La indignación me asaltó hace unos días cuando la ilógica de ciertas medidas me hizo pensar que todo es una patraña. Pasaba junto al recinto del punto verde de mi municipio y vi unos objetos tirados que podían serme de utilidad. Entré y le dije a la persona que vigila la tirada de basuras, escombros y utensilios que otros no quieren que iba a llevarme unas cosas del contenedor. Me dijo que no podía, que estaba prohibido. Yo, incrédula, le pregunté si era una broma, pero la mujer reiteró el mensaje con seriedad absoluta, al tiempo que me manifestaba completa adhesión a mi postura tras mi alegato.

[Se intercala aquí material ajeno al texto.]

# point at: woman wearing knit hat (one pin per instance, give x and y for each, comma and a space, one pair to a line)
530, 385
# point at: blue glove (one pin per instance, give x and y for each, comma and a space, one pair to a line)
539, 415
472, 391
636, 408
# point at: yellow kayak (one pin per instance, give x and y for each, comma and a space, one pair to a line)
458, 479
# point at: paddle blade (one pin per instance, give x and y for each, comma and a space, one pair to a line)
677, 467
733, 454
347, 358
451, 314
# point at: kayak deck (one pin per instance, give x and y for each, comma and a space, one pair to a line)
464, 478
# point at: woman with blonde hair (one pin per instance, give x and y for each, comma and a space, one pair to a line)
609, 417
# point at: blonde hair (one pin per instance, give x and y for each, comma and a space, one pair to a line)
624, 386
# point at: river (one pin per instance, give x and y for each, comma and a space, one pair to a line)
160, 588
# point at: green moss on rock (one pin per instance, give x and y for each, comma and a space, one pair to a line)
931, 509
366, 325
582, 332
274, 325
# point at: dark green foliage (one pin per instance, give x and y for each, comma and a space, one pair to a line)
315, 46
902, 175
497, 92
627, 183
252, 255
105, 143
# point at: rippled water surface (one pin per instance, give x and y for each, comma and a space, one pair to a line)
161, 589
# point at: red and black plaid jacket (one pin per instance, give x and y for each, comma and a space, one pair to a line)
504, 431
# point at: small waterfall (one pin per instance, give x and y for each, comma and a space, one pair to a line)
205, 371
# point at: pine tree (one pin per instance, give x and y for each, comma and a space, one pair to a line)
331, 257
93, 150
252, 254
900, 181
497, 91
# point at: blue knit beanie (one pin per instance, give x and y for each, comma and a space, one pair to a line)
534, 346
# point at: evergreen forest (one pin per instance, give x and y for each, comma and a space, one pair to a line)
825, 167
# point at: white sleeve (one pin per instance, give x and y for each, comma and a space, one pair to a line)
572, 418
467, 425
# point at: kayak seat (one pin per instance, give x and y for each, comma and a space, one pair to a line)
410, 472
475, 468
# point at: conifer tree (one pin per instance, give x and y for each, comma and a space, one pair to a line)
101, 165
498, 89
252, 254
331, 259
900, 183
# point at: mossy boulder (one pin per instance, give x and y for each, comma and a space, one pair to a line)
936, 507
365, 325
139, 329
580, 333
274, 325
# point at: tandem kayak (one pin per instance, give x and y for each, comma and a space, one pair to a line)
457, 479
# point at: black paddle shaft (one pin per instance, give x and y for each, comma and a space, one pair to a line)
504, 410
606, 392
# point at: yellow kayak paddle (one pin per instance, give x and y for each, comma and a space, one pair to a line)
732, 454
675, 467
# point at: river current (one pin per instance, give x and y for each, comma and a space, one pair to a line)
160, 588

La Regla de las 3 R me gusta porque la creó Greenpeace, entidad que me ofrece credibilidad. Pero algunos la han convertido en una mera frase de márquetin. La regla se traduce en una llamada al activismo ecológico sustentado en el comportamiento más básico y racional: Reducir, Reutilizar, Reciclar. En este orden. Así que cuando un Consistorio deniega a un vecino recoger para reutilización un objeto que otro no quiere, y que además está destinado a su destrucción, todo suena a una alta hipocresía. Si alguien puede dar uso a un mueble, un electrodoméstico, un elemento de decoración o un material para el bricolaje casero y su conversión útil, ¿por qué la administración aboga por su destrucción privando de uso a otro y añadiendo contaminación? Lo que había en el contenedor del que yo pretendía salvar unos objetos iba a ser quemado y sus gases esparcidos por la atmósfera.

La verdadera educación y sensibilización debe pasar por incrementar al máximo la reutilización, por encima del reciclaje, que ya exige una transformación nociva. Y la administración pública debe facilitar que esto se produzca, entre otras cosas porque la gestión de residuos la pagamos los ciudadanos, desde la contratación de la empresa que gana el concurso de recogida de basuras hasta el posterior tratamiento, que, sepan, contamina. Que no vengan con moralidades insostenibles de que igual alguien coge algo para venderlo. Bendita economía circular, que pueda aportar al necesitado o al espabilado un ingreso extra. Es como aquél que justifica su insolidaridad agarrándose al argumento de que no sabe a qué destinará el mendigo su dádiva.